1. God speaks to Hagar – This is only the second time we see God talking to a woman in the Bible (the first one being Eve at the time of the fall!).

2. God knows her name – He calls her Hagar.

3. He ‘sees’ her – She calls Him ‘The God who sees me.’

As ‘Sienna’s Mum’, in lockdown, far away from adult conversation – God speaks to me. He still wants to talk to me. He wants to tell me about the things important to Him. He wants to hear about what is important to me.

For the whole of this month, I have only heard the name ‘Mum’. That is what I am called by everyone in this house. But God knows my name. He knew me as a child. He knew me in my pre-children years. He knew my name before I knew Him. I am important to Him as me – not just as Sienna’s Mum.

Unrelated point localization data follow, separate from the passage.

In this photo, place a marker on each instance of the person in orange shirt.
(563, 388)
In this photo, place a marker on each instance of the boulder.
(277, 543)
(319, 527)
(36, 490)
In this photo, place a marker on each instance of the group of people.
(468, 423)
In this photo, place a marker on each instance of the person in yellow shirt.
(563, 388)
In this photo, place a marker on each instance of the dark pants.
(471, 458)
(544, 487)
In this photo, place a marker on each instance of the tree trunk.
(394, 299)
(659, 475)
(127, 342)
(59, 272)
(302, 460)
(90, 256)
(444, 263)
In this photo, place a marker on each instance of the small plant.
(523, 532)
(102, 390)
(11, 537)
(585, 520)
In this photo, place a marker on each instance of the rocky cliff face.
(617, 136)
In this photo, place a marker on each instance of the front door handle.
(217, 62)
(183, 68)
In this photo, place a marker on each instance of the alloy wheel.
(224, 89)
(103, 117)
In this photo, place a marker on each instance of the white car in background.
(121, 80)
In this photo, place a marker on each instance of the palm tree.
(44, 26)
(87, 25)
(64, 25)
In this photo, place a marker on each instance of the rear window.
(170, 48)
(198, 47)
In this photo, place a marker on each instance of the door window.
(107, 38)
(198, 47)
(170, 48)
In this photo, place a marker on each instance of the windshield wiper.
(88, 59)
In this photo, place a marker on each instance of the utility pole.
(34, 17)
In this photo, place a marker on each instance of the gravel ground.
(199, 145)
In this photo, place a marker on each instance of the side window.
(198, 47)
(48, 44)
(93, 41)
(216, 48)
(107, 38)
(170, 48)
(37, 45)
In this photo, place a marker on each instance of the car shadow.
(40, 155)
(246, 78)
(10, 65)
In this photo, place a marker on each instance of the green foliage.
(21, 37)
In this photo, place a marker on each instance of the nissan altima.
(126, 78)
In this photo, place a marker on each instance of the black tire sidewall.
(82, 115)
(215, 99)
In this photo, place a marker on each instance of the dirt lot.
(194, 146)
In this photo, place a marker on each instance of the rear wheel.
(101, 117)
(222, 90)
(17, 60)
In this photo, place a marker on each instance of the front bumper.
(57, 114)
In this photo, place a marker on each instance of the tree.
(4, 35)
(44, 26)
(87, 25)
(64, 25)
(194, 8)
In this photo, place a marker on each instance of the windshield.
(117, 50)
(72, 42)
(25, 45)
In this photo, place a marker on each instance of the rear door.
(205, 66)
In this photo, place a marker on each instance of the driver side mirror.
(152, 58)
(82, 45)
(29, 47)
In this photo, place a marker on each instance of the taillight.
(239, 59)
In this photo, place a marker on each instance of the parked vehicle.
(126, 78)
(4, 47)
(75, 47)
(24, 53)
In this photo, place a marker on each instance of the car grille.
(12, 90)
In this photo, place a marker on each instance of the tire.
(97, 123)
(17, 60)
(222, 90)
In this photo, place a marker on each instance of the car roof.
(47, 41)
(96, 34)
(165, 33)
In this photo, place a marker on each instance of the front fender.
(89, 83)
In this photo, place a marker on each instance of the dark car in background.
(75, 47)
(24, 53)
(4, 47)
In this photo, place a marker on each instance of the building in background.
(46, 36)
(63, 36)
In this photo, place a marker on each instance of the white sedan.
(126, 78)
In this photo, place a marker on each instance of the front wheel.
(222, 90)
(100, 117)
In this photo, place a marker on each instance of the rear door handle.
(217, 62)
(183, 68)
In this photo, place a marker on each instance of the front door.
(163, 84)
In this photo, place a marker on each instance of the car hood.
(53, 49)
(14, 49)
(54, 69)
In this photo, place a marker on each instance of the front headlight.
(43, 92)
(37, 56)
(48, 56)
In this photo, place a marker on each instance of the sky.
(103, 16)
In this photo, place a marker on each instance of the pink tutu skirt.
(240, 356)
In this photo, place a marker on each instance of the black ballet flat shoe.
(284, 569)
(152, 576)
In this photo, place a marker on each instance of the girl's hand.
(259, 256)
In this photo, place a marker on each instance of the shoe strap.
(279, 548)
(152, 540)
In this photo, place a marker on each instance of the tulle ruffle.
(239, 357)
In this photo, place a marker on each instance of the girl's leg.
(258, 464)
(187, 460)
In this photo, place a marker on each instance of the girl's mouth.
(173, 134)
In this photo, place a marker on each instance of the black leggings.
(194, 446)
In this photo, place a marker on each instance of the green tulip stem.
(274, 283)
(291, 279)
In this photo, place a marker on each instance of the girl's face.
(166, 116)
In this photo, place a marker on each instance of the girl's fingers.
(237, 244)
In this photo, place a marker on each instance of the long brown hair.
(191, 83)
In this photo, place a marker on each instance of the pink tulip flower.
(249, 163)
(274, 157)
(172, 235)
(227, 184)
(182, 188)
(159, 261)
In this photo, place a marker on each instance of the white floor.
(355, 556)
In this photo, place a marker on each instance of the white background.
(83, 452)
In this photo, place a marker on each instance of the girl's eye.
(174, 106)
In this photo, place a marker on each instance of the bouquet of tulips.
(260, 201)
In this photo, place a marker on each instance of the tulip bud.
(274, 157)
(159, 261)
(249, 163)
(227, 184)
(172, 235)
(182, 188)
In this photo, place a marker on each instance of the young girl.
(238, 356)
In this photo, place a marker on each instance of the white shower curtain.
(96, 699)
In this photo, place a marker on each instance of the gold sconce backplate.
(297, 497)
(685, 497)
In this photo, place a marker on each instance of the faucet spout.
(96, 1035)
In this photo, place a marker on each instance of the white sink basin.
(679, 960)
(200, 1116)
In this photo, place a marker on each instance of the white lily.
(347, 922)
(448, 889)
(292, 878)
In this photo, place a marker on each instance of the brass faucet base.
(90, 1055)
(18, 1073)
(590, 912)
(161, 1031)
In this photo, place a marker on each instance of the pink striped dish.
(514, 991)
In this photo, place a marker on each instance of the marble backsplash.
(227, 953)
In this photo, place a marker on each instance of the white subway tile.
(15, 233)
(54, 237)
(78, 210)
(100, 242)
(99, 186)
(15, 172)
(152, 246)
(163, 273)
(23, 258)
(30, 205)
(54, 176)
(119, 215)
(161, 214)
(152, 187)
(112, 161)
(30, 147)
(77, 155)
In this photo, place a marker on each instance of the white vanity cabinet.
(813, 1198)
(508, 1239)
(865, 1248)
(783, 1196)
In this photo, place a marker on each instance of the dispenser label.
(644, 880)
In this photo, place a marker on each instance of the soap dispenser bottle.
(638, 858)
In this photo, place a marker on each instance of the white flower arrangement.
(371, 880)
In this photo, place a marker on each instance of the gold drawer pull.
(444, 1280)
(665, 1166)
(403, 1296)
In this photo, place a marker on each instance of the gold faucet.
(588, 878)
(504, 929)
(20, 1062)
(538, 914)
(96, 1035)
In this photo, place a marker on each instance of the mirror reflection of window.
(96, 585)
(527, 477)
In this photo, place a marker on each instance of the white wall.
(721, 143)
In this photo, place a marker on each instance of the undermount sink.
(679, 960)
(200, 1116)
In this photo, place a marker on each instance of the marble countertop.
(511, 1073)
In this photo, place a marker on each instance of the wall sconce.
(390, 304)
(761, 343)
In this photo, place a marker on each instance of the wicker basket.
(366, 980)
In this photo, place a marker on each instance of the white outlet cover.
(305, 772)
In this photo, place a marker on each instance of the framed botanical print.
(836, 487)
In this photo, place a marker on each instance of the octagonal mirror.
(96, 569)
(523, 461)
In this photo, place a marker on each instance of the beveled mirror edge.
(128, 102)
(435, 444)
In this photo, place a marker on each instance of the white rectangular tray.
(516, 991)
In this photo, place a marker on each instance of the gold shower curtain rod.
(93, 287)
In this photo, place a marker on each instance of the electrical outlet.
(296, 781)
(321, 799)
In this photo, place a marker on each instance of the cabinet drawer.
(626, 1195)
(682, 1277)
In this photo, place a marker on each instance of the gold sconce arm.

God sees me. I may not be seen by many people – by anyone really! No one is discussing the effect of lockdown on my mental health. No one considers the impact of this on my life. But I am not invisible. I am not unseen. God sees me. He sees my frustrations and my hurt. He sees my lack of personal space and loneliness. He also sees my future and the future of my children.


You may know me as Sienna’s Mum. You may be known as Someone’s Mum. But God sees you. He knows your name. He wants to speak to you. Let that truth heal your heart a little today.